The prince came under scrutiny this summer when it was revealed he had held 36 meetings with government ministers since the Conservative-led coalition took power in 2010, up 13 from the same period of the last Labour government. Critics said it showed he enjoyed undue political influence.
But the criticism has not deterred Charles from speaking out and in an article for Country Life magazine published on Wednesday, he voiced concerns about modern farming and the lack of young people choosing life on the land.
"The pressure from global competition, the effects of climate change and the spiralling costs of fuel and feed only add to the difficulty," he wrote.
"Our ash trees are under threat and so, too, our bee population ... At the same time, we are not farming in a way that enables nutrients to return to the soil naturally.
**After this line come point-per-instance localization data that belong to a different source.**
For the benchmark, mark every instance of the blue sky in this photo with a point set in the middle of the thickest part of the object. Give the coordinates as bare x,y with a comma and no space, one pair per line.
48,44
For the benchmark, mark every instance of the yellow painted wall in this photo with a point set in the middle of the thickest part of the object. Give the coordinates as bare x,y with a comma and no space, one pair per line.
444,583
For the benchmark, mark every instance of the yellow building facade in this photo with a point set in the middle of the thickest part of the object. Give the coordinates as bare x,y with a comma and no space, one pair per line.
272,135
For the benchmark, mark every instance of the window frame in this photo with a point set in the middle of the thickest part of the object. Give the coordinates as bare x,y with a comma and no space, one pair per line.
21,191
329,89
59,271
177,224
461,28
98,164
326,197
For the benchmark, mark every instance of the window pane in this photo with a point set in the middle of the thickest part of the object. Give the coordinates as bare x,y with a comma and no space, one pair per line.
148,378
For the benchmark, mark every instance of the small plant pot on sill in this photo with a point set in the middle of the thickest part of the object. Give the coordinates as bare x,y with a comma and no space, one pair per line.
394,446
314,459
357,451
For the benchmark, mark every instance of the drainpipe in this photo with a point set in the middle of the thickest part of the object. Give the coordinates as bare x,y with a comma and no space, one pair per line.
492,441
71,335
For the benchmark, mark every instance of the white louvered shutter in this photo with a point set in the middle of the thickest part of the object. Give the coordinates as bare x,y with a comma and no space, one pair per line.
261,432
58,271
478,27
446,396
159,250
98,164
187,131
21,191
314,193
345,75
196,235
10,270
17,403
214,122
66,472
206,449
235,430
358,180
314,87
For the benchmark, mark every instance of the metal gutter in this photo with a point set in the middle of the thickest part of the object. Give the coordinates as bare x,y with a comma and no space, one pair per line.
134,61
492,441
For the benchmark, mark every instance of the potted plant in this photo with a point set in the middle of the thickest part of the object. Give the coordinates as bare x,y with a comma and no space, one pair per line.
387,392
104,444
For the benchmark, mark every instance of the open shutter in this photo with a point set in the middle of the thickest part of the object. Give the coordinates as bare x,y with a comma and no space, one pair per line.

And this matters."
"We should acknowledge this rather than regard it as a quirk," said Prince Charles who converted his country estate, Highgrove in Gloucestershire, to organic farming in 1986.
"Science is fundamental if we are to make sustainable agriculture more productive, but I believe it is the combination of the best of traditional techniques with the best of modern knowledge that will make the difference we so urgently need."
The prince dismissed critics who suggested his patronage of a trust to conserve native rare breeds of farm animals was "some sort of romantic attachment to a bygone age".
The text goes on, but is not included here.